Arapça bir kelime olan “şehid”, mahkemede şahitlik yapmak, hazır bulunmak, idrak etmek, haber vermek, bilmek, yemin etmek ve benzeri anlamları ifade eden “şehide-yeşhedu” fiilinden türemiş bir isimdir. Dini terim olarak “şehid”, Allah yolunda öldürülen kişilere verilen isimdir; çoğulu, “şuhedâ” ve “eşhâd” şeklindedir.

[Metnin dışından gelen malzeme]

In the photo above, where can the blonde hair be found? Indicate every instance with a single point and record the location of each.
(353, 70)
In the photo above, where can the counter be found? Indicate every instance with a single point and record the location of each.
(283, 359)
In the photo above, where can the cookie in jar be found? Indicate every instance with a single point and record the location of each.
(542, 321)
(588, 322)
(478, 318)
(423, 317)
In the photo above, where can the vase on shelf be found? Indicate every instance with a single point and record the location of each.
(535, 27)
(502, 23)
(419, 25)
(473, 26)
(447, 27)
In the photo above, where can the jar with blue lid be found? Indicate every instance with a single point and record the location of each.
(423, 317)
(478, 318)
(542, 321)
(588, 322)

Ona “şehid” denmesinin sebebi, onun cennetlik olduğuna şahitlik edilmiş olması veya onun Yüce Allah’ın huzurunda yaşıyor bulunması yahut onun ölümü esnasında meleklerin hazır bulunması yahut ta onun Allah tarafından çeşitli mükâfatlarla mükâfatlandırılmış olmasıdır.[1]

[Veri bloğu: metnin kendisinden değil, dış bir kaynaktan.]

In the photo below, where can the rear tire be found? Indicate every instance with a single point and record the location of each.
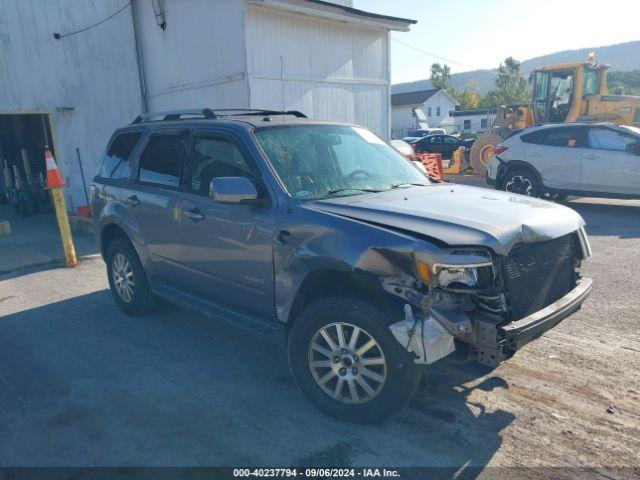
(350, 381)
(482, 151)
(521, 181)
(127, 279)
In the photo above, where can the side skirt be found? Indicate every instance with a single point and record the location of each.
(268, 328)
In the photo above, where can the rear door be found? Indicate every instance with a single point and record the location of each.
(556, 153)
(152, 201)
(608, 165)
(226, 249)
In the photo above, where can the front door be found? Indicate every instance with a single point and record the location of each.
(227, 249)
(556, 152)
(152, 202)
(608, 165)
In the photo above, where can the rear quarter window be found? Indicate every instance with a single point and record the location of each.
(555, 137)
(116, 161)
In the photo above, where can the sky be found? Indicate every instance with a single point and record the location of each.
(482, 33)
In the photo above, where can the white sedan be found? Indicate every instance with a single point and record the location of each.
(556, 160)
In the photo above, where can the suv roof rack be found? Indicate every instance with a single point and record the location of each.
(210, 114)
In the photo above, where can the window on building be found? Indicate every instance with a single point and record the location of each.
(214, 157)
(115, 163)
(161, 158)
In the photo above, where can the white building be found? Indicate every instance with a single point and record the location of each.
(472, 121)
(410, 110)
(328, 60)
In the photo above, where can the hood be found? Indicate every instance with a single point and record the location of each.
(459, 215)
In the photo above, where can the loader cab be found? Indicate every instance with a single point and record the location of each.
(559, 92)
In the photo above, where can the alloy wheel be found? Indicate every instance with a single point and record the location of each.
(519, 184)
(347, 363)
(123, 277)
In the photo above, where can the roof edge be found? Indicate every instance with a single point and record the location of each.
(364, 13)
(332, 11)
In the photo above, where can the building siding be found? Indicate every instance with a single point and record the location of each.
(327, 70)
(94, 73)
(199, 60)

Şehidlik büyük bir derecedir. Şehidler hem Allah’ın övgüsünü ve hem de Hz. Muhammed’in (s.a.s) sevgisini kazanan bahtiyar insanlardır. “Şehid” kelimesi, türevleri ile birlikte Kur’ân-ı Kerim’de 160 yerde geçmekte[2] ve çeşitli anlamlarda kullanılmaktadır. Ayrıca Kur’ân’da, “şehid” anlamında Allah yolunda öldürülenler diye de haber verilmektedir. “Şehid” hakkında bilgi veren bazı ayet ve hadislere yer vermek istiyoruz:
وَلاَ تَحْسَبَنَّ الَّذِينَ قُتِلُواْ فِي سَبِيلِ اللّهِ أَمْوَاتاً بَلْ أَحْيَاء عِندَ رَبِّهِمْ يُرْزَقُونَ فَرِحِينَ بِمَا آتَاهُمُ اللّهُ مِن فَضْلِهِ وَيَسْتَبْشِرُونَ بِالَّذِينَ لَمْ يَلْحَقُواْ بِهِم مِّنْ خَلْفِهِمْ أَلاَّ خَوْفٌ عَلَيْهِمْ وَلاَ هُمْ يَحْزَنُونَ يَسْتَبْشِرُونَ بِنِعْمَةٍ مِّنَ اللّهِ وَفَضْلٍ وَأَنَّ اللّهَ لاَ يُضِيعُ أَجْرَالْمُؤْمِنِينَ
“Allah yolunda öldürülenleri ölü saymayın. Bilakis onlar diridirler ve Rableri katında rızıklandırılmaktadırlar. Onlar, Allah’ın kendilerine verilenlerine sevinmekte ve arkalarından kendilerine ulaşamayan kimselere, kendilerine korku olmadıklarına ve üzüntü içerisinde bulunmadıklarına dair müjdeyi vermek istemektedirler. Yine onlar, Allah’tan olan bir nimeti ve fazileti/bolluğu, ayrıca Allah’ın inanan kişilerin mükâfatlarını zayi etmeyeceğini müjdelemek istemektedirler.”[3]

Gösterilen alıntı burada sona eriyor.